# Video Of P. Cariba In Venezuela



## Mr. Hannibal (Feb 21, 2003)

A nice video to repost: Piranhas in Venezuela


----------



## Guest (Apr 10, 2011)

Nice post


----------



## Piranha_man (Jan 29, 2005)

Jesus effin' christ man... now THAT'S fishing!
All I see in that container is dollar signs! lol


----------



## Smoke (Sep 8, 2010)

Lots of $$$$$$ in that crate


----------



## Piranha_man (Jan 29, 2005)

Hannibal, I hope you don't mind me tossing another vid into your thread, but in watching yours I found this cool one too.


----------



## SandNukka15 (Nov 16, 2010)

this really makes me wanna go fishing for these beasts down south.


----------



## Johnny_Zanni (Nov 8, 2009)

So thats how they get the fish for our tanks!


----------



## leg89 (Dec 10, 2008)

hahaha love this thread!


----------



## Guest (Apr 10, 2011)

If only, if only . . .


----------



## Piranha_man (Jan 29, 2005)

Johnny_Zanni said:


> So thats how they get the fish for our tanks!
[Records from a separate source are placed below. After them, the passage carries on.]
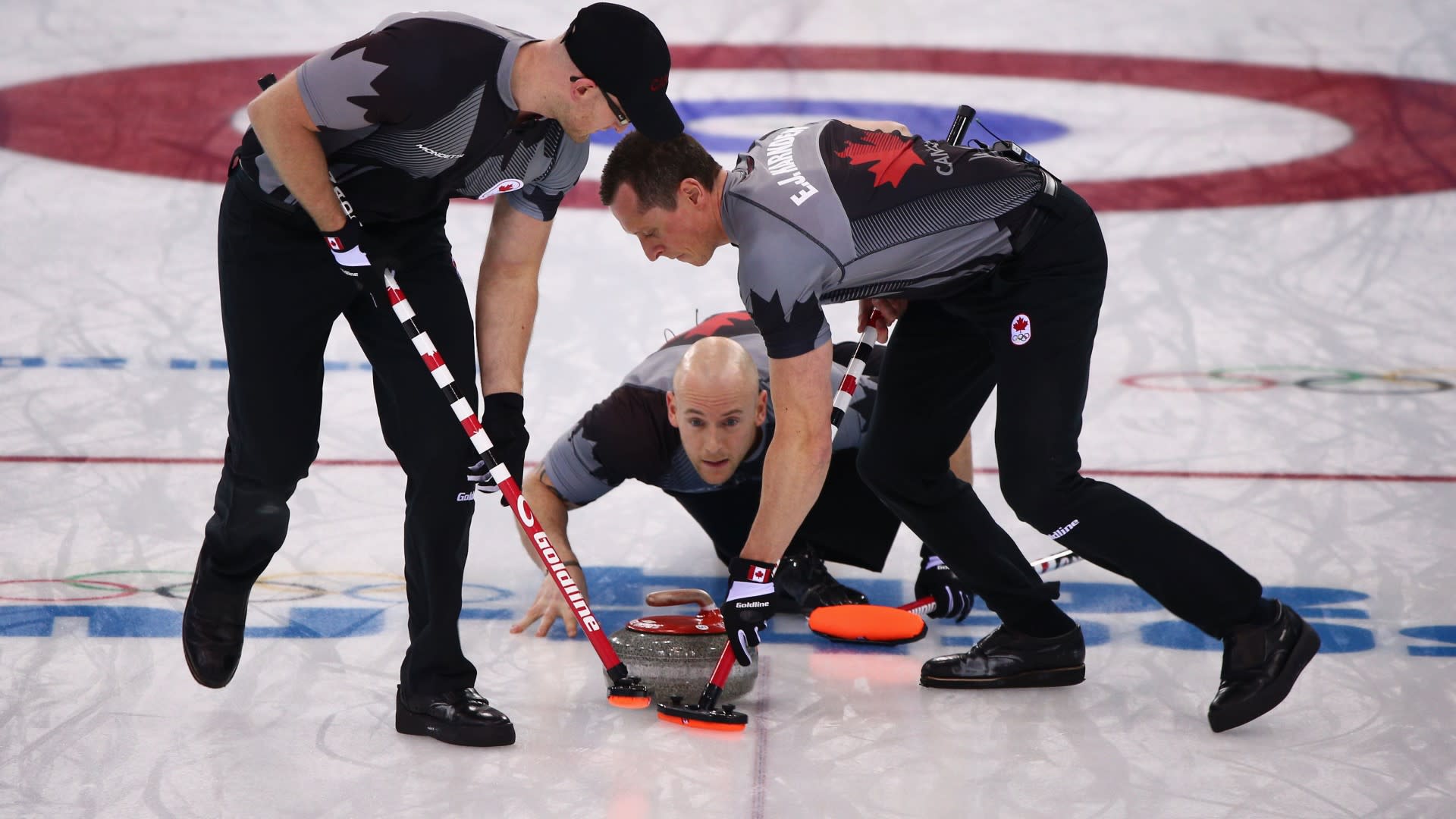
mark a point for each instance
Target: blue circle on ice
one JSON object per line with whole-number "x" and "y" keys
{"x": 711, "y": 121}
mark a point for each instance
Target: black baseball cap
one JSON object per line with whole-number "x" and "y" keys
{"x": 626, "y": 55}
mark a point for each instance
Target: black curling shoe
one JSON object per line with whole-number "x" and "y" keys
{"x": 1260, "y": 667}
{"x": 213, "y": 630}
{"x": 459, "y": 717}
{"x": 804, "y": 583}
{"x": 1011, "y": 659}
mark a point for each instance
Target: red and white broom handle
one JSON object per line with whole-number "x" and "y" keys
{"x": 856, "y": 368}
{"x": 617, "y": 670}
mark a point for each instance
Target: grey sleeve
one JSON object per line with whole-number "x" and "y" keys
{"x": 781, "y": 275}
{"x": 541, "y": 199}
{"x": 571, "y": 466}
{"x": 328, "y": 85}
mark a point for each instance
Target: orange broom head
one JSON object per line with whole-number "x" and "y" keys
{"x": 867, "y": 624}
{"x": 629, "y": 701}
{"x": 702, "y": 723}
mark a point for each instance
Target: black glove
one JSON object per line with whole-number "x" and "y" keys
{"x": 937, "y": 580}
{"x": 748, "y": 605}
{"x": 348, "y": 245}
{"x": 503, "y": 419}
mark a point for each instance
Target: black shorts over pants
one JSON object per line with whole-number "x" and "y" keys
{"x": 281, "y": 293}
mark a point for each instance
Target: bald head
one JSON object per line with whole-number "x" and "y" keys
{"x": 717, "y": 366}
{"x": 717, "y": 406}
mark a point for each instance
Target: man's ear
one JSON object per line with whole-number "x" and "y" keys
{"x": 693, "y": 190}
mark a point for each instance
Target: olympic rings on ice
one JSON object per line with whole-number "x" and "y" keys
{"x": 1416, "y": 381}
{"x": 378, "y": 588}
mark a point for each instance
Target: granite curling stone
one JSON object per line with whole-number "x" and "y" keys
{"x": 676, "y": 654}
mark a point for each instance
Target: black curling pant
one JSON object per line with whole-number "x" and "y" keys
{"x": 281, "y": 295}
{"x": 941, "y": 365}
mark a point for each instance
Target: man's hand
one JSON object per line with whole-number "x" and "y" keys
{"x": 504, "y": 422}
{"x": 551, "y": 604}
{"x": 748, "y": 605}
{"x": 889, "y": 309}
{"x": 940, "y": 582}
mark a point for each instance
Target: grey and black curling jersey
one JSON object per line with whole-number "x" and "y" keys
{"x": 421, "y": 110}
{"x": 830, "y": 213}
{"x": 629, "y": 436}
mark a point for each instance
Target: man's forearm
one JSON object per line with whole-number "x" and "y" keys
{"x": 551, "y": 513}
{"x": 504, "y": 316}
{"x": 794, "y": 474}
{"x": 283, "y": 127}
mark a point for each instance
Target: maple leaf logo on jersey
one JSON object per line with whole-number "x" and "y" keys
{"x": 889, "y": 153}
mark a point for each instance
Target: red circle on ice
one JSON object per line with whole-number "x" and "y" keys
{"x": 177, "y": 120}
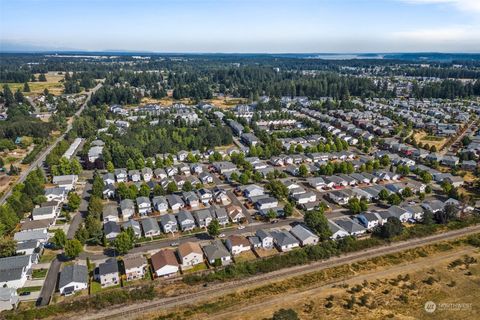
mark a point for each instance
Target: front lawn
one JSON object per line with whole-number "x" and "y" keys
{"x": 39, "y": 273}
{"x": 29, "y": 289}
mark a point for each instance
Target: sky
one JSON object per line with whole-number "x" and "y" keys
{"x": 241, "y": 26}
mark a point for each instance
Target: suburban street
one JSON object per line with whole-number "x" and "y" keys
{"x": 220, "y": 289}
{"x": 43, "y": 155}
{"x": 51, "y": 279}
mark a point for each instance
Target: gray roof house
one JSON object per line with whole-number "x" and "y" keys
{"x": 127, "y": 208}
{"x": 135, "y": 225}
{"x": 8, "y": 298}
{"x": 350, "y": 226}
{"x": 175, "y": 202}
{"x": 265, "y": 238}
{"x": 185, "y": 220}
{"x": 160, "y": 204}
{"x": 111, "y": 230}
{"x": 73, "y": 278}
{"x": 203, "y": 218}
{"x": 284, "y": 240}
{"x": 220, "y": 214}
{"x": 168, "y": 223}
{"x": 107, "y": 273}
{"x": 150, "y": 227}
{"x": 144, "y": 205}
{"x": 217, "y": 254}
{"x": 304, "y": 235}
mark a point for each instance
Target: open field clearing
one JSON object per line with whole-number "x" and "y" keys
{"x": 53, "y": 85}
{"x": 392, "y": 286}
{"x": 424, "y": 138}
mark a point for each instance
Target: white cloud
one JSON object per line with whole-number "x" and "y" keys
{"x": 472, "y": 6}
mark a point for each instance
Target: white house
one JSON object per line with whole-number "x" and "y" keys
{"x": 73, "y": 278}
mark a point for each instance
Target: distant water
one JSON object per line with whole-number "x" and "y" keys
{"x": 345, "y": 56}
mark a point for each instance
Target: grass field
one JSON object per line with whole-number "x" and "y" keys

Yeah, hundreds of dollars per cast!


----------



## jp80911 (Apr 3, 2008)

nice way of catching p's








I guessing those gonna be dinner?



Johnny_Zanni said:


> So thats how they get the fish for our tanks!


don't think so, unless they use a container that holds water other wise all we get are dead cariba


----------



## wally43 (Feb 23, 2007)

OMG that is amazing, I want a few carbie for my tank dude, wish I could
get someone down there to mail me up a few. Would love to take a trip
down to catch a few. Might make plans do go next winter
Now that would be a vacation


----------



## serrasalmus_ve (Feb 12, 2008)

Nice video


----------



## Dolphinswin (Jun 26, 2010)

Does anyone know the laws about a normal citizen traveling to SA and trying to take fish back? Can you even do it?


----------



## Mr. Hannibal (Feb 21, 2003)

Dolphinswin said:


> Does anyone know the laws about a normal citizen traveling to SA and trying to take fish back? Can you even do it?










If you ever come to Venezuela, you can fish all the Ps (mostly Caribas and Rhombeus) you want but it is hard to impossible to export this kind of fish at this moment...


----------



## kongy911 (Apr 20, 2009)

this vid is awesome! i wanna try doing something like that.


----------



## sapir (Jun 20, 2008)

awesome video








never knew it was that easy lol


----------



## Moondemon (Dec 9, 2006)

Nice video Hannibal !!
Did you do the same the get your caribes or did you buy them in a store in Venezuela ?


----------



## scent troll (Apr 4, 2005)

omfg
thats one way to fish LOL
No hook needed, those bastards stayed clamped down right into that crate. It's funny how when I see people fishing piranha Im like "awww man I want just one of those"
That's pretty impressive.


----------